CloudFlare offers a fantastic service. DNS, DDoS protection and optimization of your site. The trouble is, just lately, the service – particularly to UK users – has been spotty at best. Here’s the issues from March 22nd and 23rd.
As you can see there was what CloudFlare call “Performance degradation”, which they detail as “Performance is slower than normal”. This description is a bit wide of the mark, because Coolsmartphone was actually taken off the web (we sit behind the CloudFlare system and have been paying for their service) twice. This wasn’t “slower than normal”, this was off.
Other sites went off-line at these times too. Mr Paul O’Brien runs MoDaCo and I know he uses the system too. His site went offline at the same time and, on Twitter, many others seemed to be in the same boat.
Now, everyone has problems, but just recently CloudFlare took Spamhaus on as a customer. Spamhaus, for those who don’t know, are a huge anti-spam organization that help many fight the endless junk mail you’d receive on a daily basis without it. There’s a few on the internet that have linked the fact that CloudFlare are handling the endless (and huge) DDoS (Denial of Service) attacks against this site. Spamhaus is a huge target because they try and stop spam, which of course is what spammers hate.

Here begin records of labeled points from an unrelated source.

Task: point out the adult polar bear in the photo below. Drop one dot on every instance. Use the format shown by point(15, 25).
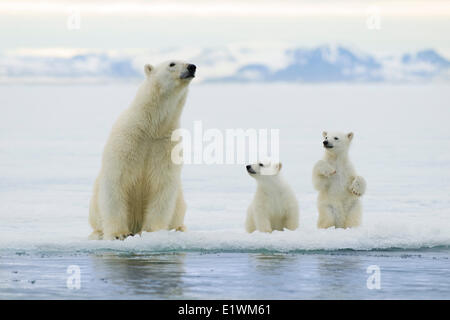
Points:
point(139, 187)
point(338, 184)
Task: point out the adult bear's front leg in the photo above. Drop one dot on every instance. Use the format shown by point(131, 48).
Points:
point(114, 211)
point(159, 211)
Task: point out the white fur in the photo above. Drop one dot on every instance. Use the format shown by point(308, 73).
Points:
point(340, 188)
point(274, 206)
point(139, 187)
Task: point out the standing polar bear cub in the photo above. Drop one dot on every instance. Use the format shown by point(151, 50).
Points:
point(274, 206)
point(338, 184)
point(139, 187)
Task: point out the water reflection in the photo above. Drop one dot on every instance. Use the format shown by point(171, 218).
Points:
point(155, 276)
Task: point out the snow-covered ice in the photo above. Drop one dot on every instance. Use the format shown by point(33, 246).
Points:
point(52, 137)
point(51, 140)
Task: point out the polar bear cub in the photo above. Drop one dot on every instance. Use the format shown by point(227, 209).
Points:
point(274, 206)
point(340, 188)
point(139, 186)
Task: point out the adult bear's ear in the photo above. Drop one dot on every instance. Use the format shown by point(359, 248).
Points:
point(350, 136)
point(148, 68)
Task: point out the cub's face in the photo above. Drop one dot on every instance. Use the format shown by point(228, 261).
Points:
point(264, 168)
point(336, 142)
point(171, 74)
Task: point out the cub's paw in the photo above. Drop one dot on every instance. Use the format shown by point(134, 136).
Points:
point(358, 186)
point(326, 170)
point(118, 236)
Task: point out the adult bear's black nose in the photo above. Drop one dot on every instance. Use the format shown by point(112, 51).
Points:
point(191, 68)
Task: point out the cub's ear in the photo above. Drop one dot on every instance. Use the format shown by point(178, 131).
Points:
point(350, 136)
point(148, 68)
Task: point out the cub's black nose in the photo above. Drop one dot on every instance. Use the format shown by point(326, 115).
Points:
point(191, 68)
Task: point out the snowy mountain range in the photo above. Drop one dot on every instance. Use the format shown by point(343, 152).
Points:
point(227, 64)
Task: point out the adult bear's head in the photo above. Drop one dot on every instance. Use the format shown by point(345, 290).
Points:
point(170, 75)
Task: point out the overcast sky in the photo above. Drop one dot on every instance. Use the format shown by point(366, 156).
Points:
point(374, 26)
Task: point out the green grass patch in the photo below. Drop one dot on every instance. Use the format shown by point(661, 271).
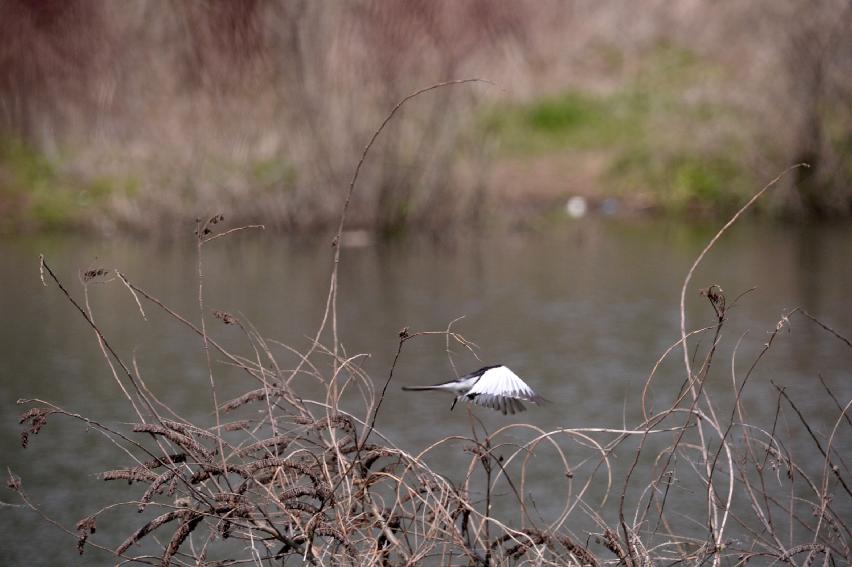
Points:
point(646, 131)
point(36, 189)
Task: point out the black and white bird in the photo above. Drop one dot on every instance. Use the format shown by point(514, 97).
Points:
point(494, 387)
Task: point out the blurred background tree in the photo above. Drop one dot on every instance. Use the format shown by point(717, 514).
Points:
point(141, 116)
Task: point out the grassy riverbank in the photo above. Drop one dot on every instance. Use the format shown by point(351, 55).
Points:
point(262, 109)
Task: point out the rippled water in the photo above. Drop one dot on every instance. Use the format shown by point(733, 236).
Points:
point(581, 313)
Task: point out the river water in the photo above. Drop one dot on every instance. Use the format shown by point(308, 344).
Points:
point(581, 312)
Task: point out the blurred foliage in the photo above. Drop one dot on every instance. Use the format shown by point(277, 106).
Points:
point(38, 191)
point(628, 127)
point(263, 108)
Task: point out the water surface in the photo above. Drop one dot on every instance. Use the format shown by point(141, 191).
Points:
point(581, 313)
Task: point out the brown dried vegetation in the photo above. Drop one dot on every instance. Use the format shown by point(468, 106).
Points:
point(303, 479)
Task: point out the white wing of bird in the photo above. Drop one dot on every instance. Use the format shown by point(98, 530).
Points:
point(494, 387)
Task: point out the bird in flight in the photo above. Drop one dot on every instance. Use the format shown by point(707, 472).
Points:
point(494, 387)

Anyhow, I’ve had a few people saying that now CloudFlare has become “the enemy” because they’re effectively shielding / protecting Spamhaus. Whether this is true or not I’m not sure, but I do know that the outages are more frequent.
Yesterday though, there was another outage and the explanation just didn’t add up to me…

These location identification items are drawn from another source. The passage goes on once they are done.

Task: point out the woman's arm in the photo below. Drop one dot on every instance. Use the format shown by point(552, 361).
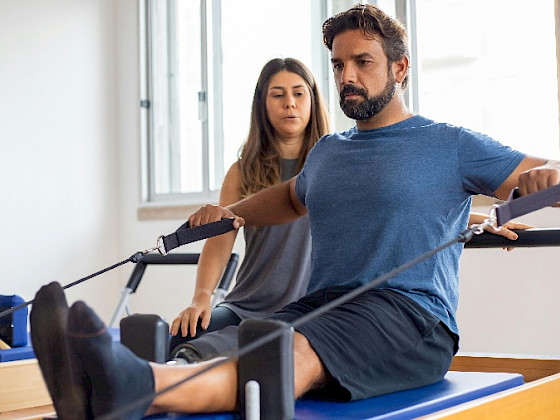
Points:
point(211, 264)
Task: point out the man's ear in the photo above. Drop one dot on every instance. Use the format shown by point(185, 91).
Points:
point(400, 69)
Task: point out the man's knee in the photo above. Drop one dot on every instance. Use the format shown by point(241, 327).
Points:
point(309, 371)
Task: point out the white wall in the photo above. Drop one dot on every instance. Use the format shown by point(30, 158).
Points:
point(69, 129)
point(58, 133)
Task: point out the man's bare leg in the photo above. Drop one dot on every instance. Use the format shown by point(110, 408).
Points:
point(216, 390)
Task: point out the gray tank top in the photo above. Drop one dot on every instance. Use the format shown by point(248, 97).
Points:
point(277, 264)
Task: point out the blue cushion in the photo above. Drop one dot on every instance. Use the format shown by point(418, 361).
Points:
point(456, 388)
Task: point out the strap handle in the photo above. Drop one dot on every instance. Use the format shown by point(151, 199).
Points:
point(518, 206)
point(185, 234)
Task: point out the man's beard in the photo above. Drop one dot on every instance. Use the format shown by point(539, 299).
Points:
point(371, 106)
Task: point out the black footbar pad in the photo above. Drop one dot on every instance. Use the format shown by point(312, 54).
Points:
point(271, 365)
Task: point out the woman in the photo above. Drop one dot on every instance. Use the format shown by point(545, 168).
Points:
point(288, 117)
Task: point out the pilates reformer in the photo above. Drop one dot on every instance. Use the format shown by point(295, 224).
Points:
point(155, 259)
point(503, 212)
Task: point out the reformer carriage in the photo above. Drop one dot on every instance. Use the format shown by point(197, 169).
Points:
point(476, 386)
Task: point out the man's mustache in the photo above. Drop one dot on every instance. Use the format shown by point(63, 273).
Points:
point(346, 89)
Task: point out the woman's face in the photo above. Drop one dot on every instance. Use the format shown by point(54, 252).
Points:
point(288, 105)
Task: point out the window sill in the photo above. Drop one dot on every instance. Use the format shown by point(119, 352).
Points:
point(162, 211)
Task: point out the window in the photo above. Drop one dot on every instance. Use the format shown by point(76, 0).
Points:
point(491, 66)
point(488, 66)
point(201, 61)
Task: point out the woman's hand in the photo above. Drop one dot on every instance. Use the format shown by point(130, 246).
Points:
point(212, 213)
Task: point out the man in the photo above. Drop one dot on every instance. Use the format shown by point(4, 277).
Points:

I’ve asked several times for an explanation on this but it’s not been forthcoming. I’m not letting go of this, because it’s not quite right to say that “London Internet Exchange went offline”. You’re telling your customers that LINX, which is a massive internet exchange, went offline? Completely off the web? Totally dark? Well, after checking the LINX website and, sure enough, there was some sort of interruption. But it was on the Saturday, not Sunday when this happened. What’s strange to me though is that only CloudFlare mention this. There’s nothing else on the web that mentioned it.

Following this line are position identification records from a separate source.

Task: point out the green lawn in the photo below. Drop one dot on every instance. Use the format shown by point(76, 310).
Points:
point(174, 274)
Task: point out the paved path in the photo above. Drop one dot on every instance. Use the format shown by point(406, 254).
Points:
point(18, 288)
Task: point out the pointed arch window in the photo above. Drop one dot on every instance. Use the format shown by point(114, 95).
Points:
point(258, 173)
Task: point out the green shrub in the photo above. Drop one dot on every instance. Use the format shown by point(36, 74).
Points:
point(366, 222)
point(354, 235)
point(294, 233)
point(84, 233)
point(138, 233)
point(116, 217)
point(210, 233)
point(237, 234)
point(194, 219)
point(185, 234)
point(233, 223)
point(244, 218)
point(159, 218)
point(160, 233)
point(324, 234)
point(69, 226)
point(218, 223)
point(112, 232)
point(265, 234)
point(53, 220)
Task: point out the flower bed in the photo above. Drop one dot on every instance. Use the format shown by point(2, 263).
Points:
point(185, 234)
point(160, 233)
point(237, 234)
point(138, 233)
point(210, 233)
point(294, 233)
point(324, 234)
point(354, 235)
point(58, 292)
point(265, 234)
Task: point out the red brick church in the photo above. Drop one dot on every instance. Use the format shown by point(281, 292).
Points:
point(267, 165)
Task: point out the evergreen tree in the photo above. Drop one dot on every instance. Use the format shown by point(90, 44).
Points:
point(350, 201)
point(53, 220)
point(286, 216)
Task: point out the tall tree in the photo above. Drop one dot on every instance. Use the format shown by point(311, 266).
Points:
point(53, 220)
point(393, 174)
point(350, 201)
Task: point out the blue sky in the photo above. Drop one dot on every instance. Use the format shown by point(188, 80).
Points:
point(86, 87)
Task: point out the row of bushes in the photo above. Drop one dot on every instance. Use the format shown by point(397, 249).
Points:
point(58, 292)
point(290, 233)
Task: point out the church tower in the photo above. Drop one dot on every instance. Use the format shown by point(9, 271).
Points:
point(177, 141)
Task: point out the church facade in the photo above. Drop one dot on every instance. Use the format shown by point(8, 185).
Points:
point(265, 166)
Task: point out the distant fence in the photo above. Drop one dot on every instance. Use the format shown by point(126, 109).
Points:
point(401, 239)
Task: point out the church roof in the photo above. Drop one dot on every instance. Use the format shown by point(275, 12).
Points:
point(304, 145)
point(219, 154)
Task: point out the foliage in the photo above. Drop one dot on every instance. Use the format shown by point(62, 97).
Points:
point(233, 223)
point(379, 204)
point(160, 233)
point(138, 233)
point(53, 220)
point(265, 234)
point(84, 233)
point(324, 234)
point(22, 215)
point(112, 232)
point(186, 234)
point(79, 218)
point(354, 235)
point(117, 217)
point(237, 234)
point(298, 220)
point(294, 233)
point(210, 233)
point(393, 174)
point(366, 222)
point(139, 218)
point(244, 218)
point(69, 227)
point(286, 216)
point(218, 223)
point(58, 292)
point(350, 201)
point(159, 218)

Either way, they’ve at least responded to me. Today though, just now, there’s another outage. This is the third outage in as many days.
This is a critical time for CloudFlare. They’ve got many paying customers. We were one of them but have decided to stop using them. Why? Well, CloudFlare have become a target. By going out there and protecting others, especially high-profile sites, you become the one that those “bad guys” on the web want to stop.
So the problems are going to continue. CloudFlare is becoming very successful and is becoming a target as it protects people from DDoS and other attacks.